Zu welcher Zersplitterung die schrankenlose Gewerbefreiheit führen kann, dafür ist die Übersetzung beim Südfrüchtehandel ein guter Beweis. Um eine weitere „Atomisierung“ des Importhandels zu verhindern, die durch die Jagd nach den Lizenzen eine starke Verteuerung der eingeführten Waren hervorrief, was in der Regel auf den Verbraucher abgewälzt wird, bereitet das Bundesernährungsministerium eine neue Handelsordnung vor. Sie wird an die wirtschaftliche Fundierung des Handeltreibenden und seines Importunternehmens gewisse Anforderungen stellen und auch sachliche Kenntnisse des Importeurs voraussetzen müssen. Der Verwaltungsgang einer solchen Handelsordnung wird durch den Umstand erschwert, daß jetzt jeder importieren kann, was er will. Wie notwendig sie jedoch zu sein scheint, erklärt sich schon daraus, daß von den Obst- und Gemüseimporteuren in Bayern allein 40 v. H. aus berufsfremden Kreisen kommen, wie die Informationsstelle der bayerischen Wirtschaft mitteilt.

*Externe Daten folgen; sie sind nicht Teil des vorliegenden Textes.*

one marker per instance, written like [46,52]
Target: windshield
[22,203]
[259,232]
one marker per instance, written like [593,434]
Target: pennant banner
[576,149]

Die Zahl der „Rucksack-Grossisten“ dürfte durch die neue Verordnung zum Wohl des seriösen Importhandels dezimiert werden. Ein Antrag einer Münchner Hebamme auf Genehmigung zum Import von Apfelsinen, den der Leser im ersten Augenblick als verspäteten Faschingsscherz auffassen könnte, gehörte bislang durchaus in den Bereich des Möglichen. H. K.